Wallace sighed. “Leave it with me. There’s a surveillance team I can redirect. They’ll be there in five minutes or so. Brief them when they arrive.”

MacNeice opened his CD wallet and took out Thelonious Monk. He slid
Solo Monk
into the CD player and, as he waited, let the light-fingered playing carry his thoughts down to the water and over to the shallow inlet across Dundurn Bay. The striding piano stripped away a myriad of concerns and allowed him to focus on the possibility of Byrne as a killer. It didn’t work. Byrne didn’t have the strength to crush the girl’s neck, let alone lift her and the heavy anchor over the side of a shallow draft boat. An aluminum or cedar strip runabout would have been unsteady, too, like trying to throw her out of a canoe. And, as far as a second man to help him went, he’d have had to be younger than those he’d seen at the bar. They were doing all they could just to lift a pint of beer.

A rusted-out blue Ford Windstar approached slowly from the south. The driver flashed the headlights once before turning onto the side street. He did a slow U-turn before parking comfortably between two driveways, one home to a tired old Chrysler and the other, a worn-out Lincoln with one of its rear wheel hubs rusted and resting on a jack, within sight of the BTB entrance and side door. MacNeice drove around the block and came to a stop behind the van. When the driver emerged, he was wearing a black wool watch cap, blue jeans, cross-trainers and a grey hoodie under a beat-up Harley-Davidson leather vest. He slid into the passenger seat—Constable Edward Radnicki.

MacNeice gave him a detailed description of Byrne: fifty years old, give or take, five foot seven, mousy brown hair, brown eyes, approximately 130 pounds, skinny, heavy smoker, wearing a grey blazer, baggy denim jeans. “He lives a few blocks up Bay,” MacNeice said, handing him a note with Byrne’s name and address. “I want him watched until a warrant is served tomorrow morning. And, taking into account the clientele you can imagine frequenting the BTB, I’d like a report on anyone that looks out of the ordinary.”

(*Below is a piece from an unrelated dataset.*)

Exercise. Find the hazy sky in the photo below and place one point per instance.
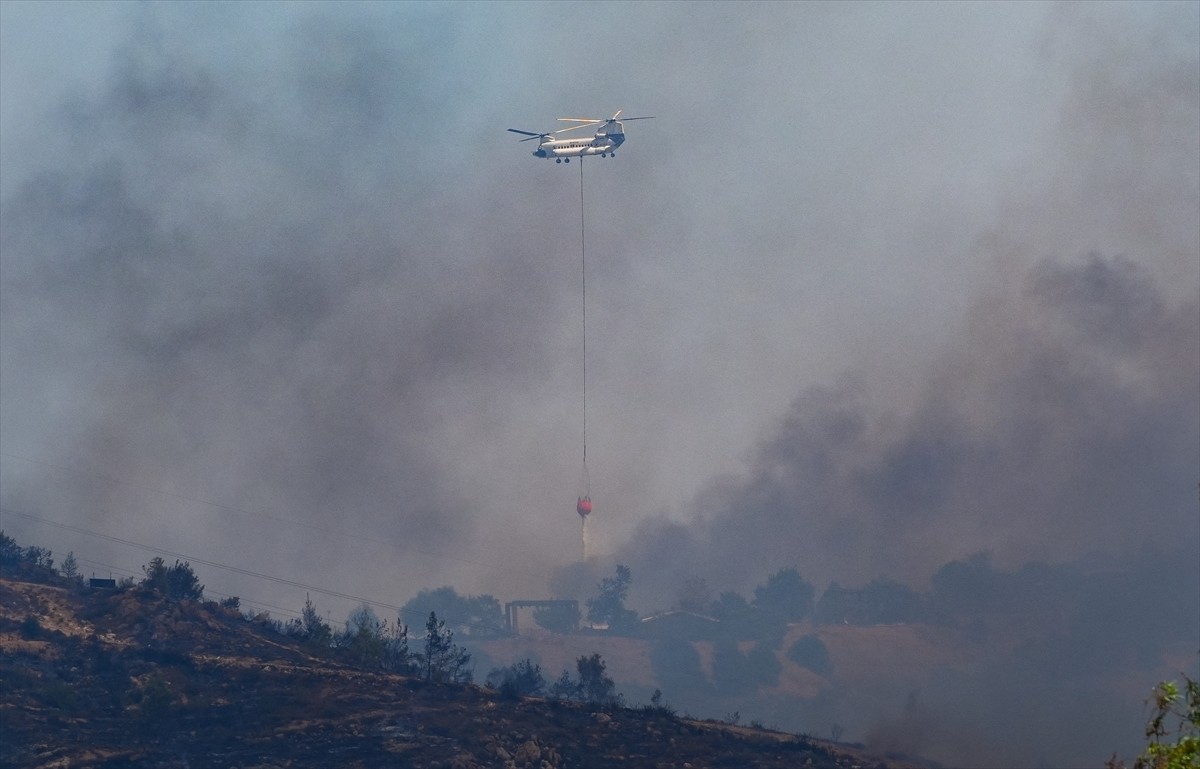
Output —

“No problem.” Radnicki jogged back to his vehicle.

Back at Division, he found a message from Wallace that the necessary paperwork would be on MacNeice’s desk before morning.

As he sat in his usual spot at the end of Marcello’s bar, it wasn’t to the body or the Block and Tackle Bar or William Byrne’s shaky performance that MacNeice’s thoughts turned. What came back was the moment in Cootes when the sun broke through and all the black tree trunks turned to zinc; even the smallest branches glistened silver-gold. It was early March and entirely possible that he wouldn’t see precisely that quality of light for another year. When it had happened, the sparrows around him paused and fluffed their feathers as if they’d noticed too.

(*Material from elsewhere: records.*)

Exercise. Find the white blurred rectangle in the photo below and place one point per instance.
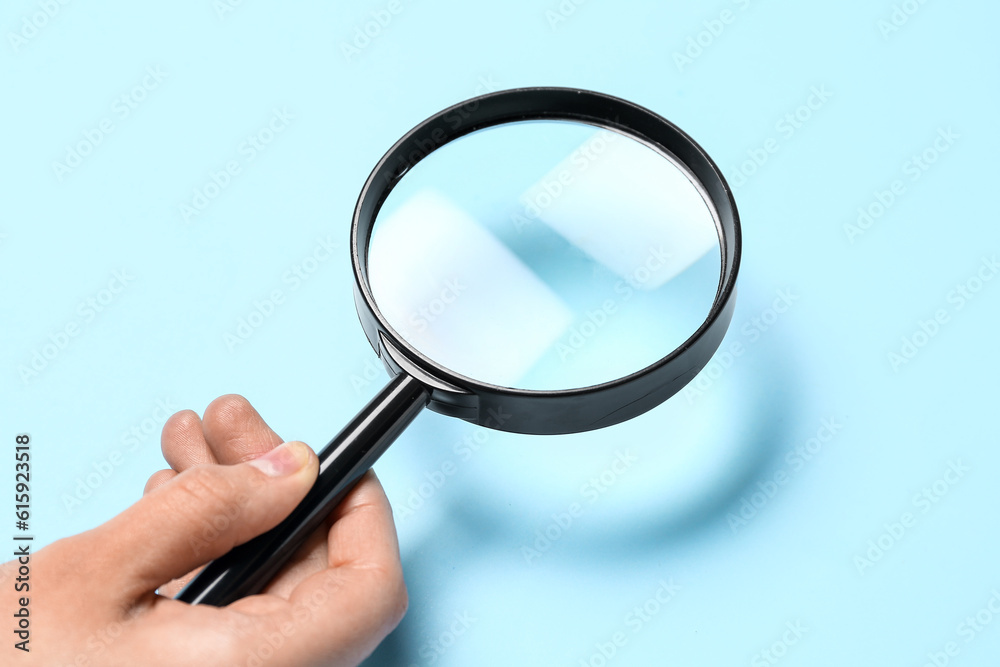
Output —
(459, 295)
(628, 207)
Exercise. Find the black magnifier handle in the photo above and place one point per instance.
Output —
(249, 567)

He recalled looking back at the bay through the rain as he and Aziz had driven away. Like tiny islands, the remnants of ice that had imprisoned the body lay forlorn, left to drift and dissolve in the brown water. The landscape forgets over time; the bay had already forgotten. MacNeice wouldn’t. The morning, the ice, the hand and buttock, the once-lovely, near-frozen woman had all found their way to the stack of shadows where they’d be waiting for him.
While the zinc trees and the happy sparrows were no match for those shadows, he’d cling to them for a time.

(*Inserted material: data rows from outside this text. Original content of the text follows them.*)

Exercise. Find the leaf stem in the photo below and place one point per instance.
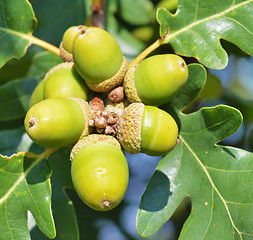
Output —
(45, 45)
(147, 51)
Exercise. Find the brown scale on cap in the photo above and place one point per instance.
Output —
(116, 94)
(106, 204)
(104, 120)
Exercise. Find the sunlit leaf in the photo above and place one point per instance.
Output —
(197, 27)
(213, 176)
(17, 21)
(25, 186)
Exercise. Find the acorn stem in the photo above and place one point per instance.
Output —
(32, 122)
(44, 44)
(106, 204)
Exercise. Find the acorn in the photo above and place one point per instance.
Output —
(147, 129)
(67, 43)
(156, 80)
(98, 59)
(37, 94)
(99, 171)
(58, 122)
(63, 81)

His mind drifted back to when he was twelve or so, taking Silver, his golden retriever, into the birch, spruce and pine forest for the first time, climbing over the pink and quartz-veined bedrock with its crispy lichen and blueberry bushes—the latter picked over by his mother or by black bears—to go skinny-dipping on the other side of the Georgian Bay island labelled D-25 by the government bureaucrats that had sold northern properties to the public in the 1950s.